Nordstrand IF
- Nordstrand IF club logo
- Full name: Nordstrand idrettsforening
- Sport: association football, team handball, Nordic skiing, orienteering, track and field athletics
- Founded: 1919
- Based in: Nordstrand, Norway

= Nordstrand IF =

Norwegian sports club

Nordstrand Idrettsforening is a sports club in Nordstrand, Oslo, Norway. The club has sections for alpine skiing, association football and handball. It formerly had sections for orienteering, track and field and Nordic skiing. The club colors are white and blue.

==General history==
It was founded in 1919 as a merge between Skiklubben Freidig (founded 1891) and Sportsklubben Grane (founded 1893). The club counts 1891 as its founding year.

In 2009 it incorporated neighboring club Ljan IF.

==Handball==
In handball the club has won the National championships several times, both the men's and women's team. Notable players are Heidi Sundal, Susann Goksør Bjerkrheim, Else-Marthe Sørlie Lybekk, Alma Hasanić Grizović, Amanda Kurtovic and Vilde Ingstad.
The women's team was one of the first of its kind in Norway, and won the first two editions of the Norwegian Women's Handball Cup in 1938 and 1939.
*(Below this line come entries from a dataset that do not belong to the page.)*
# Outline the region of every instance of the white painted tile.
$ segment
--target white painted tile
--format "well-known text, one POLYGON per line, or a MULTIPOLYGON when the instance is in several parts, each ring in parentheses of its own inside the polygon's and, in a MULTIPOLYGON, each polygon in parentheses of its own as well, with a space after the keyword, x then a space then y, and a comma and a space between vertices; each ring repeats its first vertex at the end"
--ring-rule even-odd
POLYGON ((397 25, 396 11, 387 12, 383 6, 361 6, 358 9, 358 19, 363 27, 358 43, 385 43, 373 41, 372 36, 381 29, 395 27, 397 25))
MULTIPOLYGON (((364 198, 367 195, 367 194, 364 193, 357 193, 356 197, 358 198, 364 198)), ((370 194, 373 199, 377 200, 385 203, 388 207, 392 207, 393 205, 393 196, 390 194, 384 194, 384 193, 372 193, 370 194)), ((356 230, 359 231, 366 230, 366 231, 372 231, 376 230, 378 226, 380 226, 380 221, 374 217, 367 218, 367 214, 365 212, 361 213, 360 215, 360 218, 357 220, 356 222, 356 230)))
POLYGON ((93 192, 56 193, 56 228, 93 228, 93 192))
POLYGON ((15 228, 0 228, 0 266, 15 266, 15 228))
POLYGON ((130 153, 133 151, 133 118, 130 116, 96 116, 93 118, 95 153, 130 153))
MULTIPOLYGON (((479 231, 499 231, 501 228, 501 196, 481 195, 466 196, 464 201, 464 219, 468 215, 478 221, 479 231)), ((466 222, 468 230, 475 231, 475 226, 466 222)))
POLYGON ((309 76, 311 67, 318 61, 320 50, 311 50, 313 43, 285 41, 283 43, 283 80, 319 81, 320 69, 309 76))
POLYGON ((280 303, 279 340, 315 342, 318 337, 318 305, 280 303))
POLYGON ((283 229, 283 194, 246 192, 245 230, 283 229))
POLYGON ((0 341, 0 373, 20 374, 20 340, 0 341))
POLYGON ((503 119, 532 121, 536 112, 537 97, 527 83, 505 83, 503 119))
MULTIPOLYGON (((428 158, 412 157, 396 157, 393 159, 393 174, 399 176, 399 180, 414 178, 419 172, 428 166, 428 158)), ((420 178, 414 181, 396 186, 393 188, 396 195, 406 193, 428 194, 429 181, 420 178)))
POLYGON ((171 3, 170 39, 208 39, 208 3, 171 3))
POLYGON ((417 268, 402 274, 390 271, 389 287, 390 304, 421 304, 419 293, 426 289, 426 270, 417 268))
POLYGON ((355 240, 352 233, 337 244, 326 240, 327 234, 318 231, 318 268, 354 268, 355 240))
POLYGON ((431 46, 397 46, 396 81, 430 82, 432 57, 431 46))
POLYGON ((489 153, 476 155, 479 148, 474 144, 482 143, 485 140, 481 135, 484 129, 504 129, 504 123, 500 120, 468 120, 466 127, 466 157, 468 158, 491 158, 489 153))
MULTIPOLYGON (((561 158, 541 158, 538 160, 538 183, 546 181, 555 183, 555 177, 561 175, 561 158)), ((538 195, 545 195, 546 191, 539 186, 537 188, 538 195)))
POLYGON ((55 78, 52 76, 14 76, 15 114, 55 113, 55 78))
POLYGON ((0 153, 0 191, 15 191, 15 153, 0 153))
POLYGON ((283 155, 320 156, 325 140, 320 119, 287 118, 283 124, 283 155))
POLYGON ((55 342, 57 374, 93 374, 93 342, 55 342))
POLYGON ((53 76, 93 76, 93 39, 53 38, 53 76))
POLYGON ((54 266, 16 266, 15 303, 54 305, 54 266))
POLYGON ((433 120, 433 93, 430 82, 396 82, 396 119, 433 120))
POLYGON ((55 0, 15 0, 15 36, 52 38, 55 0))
The women's team currently plays in the First Division (second tier), and the men's team plays in Postenligaen (first tier) as the cooperation team BSK/NIF which is fielded together with neighbors Bækkelagets SK.

==Football==
Grane was a founding member of the Football Association of Norway, and also became the first Norwegian Football Cup champion in 1902.

The men's football team plays in the Third Division, the fourth tier of Norwegian football.

==Skiing==
Freidig and Grane were both skiing clubs. Freidig had the ski jumping hill Lerskallen, which was later taken over by Grane and then Nordstrand. The clubs had several able skiers. The highest ranked competitor at the Holmenkollen ski festival was Herman Huitfeldt, who placed seventh in the Nordic combined in 1895. Walter Aigeltinger finished third in the B class in 1902, and also played on Grane's football team. Th. B. Dürendahl and Wilhelm Wettergren competed successfully in Central Europe in the early 1900s.

The club's best known member is alpine skier Kjetil André Aamodt.

==Athletics and orienteering==
Athletics was added to the club's roster in 1921. Rolf Johannson became Norwegian champion in the 1500 metres in 1930, and also took a silver medal in 1929 and bronze medal in 1933. In 1929 he also took a bronze medal in the 800 metres. In the throwing events, Halfdan Johnsen took silver medals in shot put with both hands in 1925 and 1926, whereas Joel Arnesen won a bronze medal in the triple jump in 1929.

In orienteering the club won the relay at the National Championship for men in 1947, and for women in 1974.